Il Regime Forfettario, conosciuto da tutti come la Flat Tax per autonomi, si conferma anche per il 2025 come l’opzione fiscale più vantaggiosa per moltissime Partite IVA individuali e professionisti. Il motivo è semplice: una combinazione imbattibile di tasse basse e burocrazia ridotta.
La sua principale attrattiva è l’imposta sostitutiva al 15% o al 5% per le start-up nei primi cinque anni, un’aliquota che ingloba IRPEF, addizionali e IRAP, garantendo una tassazione fissa e prevedibile. Il calcolo del reddito imponibile è agevolato: non si considerano i costi reali, ma si applica un coefficiente di redditività (diverso per ogni attività) ai ricavi. Solo i contributi previdenziali versati sono deducibili.
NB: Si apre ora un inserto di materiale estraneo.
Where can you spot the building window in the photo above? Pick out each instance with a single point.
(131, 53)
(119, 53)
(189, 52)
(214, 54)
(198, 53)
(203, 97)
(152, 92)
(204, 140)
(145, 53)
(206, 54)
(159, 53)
Le semplificazioni non sono da meno. I forfettari sono esclusi dall’IVA: non la incassano né la detraggono, rendendo i loro prezzi più competitivi. Sono esonerati dalla ritenuta d’acconto subita e non devono applicare le complesse normative degli Indici Sintetici di Affidabilità fiscale (ISA).
Per mantenere questo regime, il requisito base è non superare gli 85.000 euro di ricavi o compensi annui. Una novità per il 2025 è l’innalzamento (a titolo transitorio) a 35.000 euro del limite di reddito da lavoro dipendente o assimilato percepito nell’anno precedente, oltre il quale si perde l’accesso al Forfettario.
In sintesi, la Flat Tax continua a essere lo strumento ideale per chi avvia o gestisce un’attività con costi di gestione contenuti e vuole il massimo della semplicità fiscale.